6. Impact & Learnings
Bilan du Projet
Production impact
- Report generation time reduced from manual workflows (~2h) to automated dashboards (< 1 minute).
- Improved visibility on product performance, stock levels, and margins for pharmacists.
- Consistent visual language makes it easier to interpret complex KPIs quickly.
Experimental impact
- Clean feature datasets ready for future ML experiments.
- Incremental ETL architecture with clear watermarking and traceability.
- Reproducible experiments through structured folders and metadata.
What I learned
- Understanding the domain and constraints of a real pharmacy information system.
- Working inside an existing Spring Boot / GraphQL / Elasticsearch / React codebase.
- Designing incremental ETL pipelines and feature stores with a testing mindset.
- Communicating with business users and translating needs into technical choices.
7. Tech Stack & Skills
Tech
- MySQL (transactional database and feature views)
- Spring Boot + GraphQL + Elasticsearch
- React + ECharts for dashboards
- Python, Pandas, SQLAlchemy for ETL
- Pytest and JSON metadata for validation
- GitHub for version control and collaboration
Skills
- Data engineering and incremental ETL design.
- Feature engineering at multiple granularities.
- Dashboard UX and KPI design.
- Testing, data quality, and reproducibility.

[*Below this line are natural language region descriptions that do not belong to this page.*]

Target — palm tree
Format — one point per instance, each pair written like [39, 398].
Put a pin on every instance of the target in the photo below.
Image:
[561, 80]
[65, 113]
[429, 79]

- Working with production systems and real users.
8. Future Work
Perspectives
- Short term: enrich the feature catalogue, add automatic descriptive statistics, and include exogenous variables such as holidays or health campaigns.
- Medium term: deploy the ETL to production with feature tables in MySQL, schedule periodic retraining, and expose predictions via GraphQL.
- Long term: build a full decision-support module with demand forecasts, overstock/stockout alerts, and purchasing recommendations for multiple pharmacies.
9. About the Internship
This project was carried out during my initiation internship at Pharmacie SijilPharma, as a 1st year engineering student in Information Systems & Big Data at ENSA Berrechid.
It confirmed my interest in data engineering and in building reliable, useful data systems that connect real-world operations to analytics and future predictive models.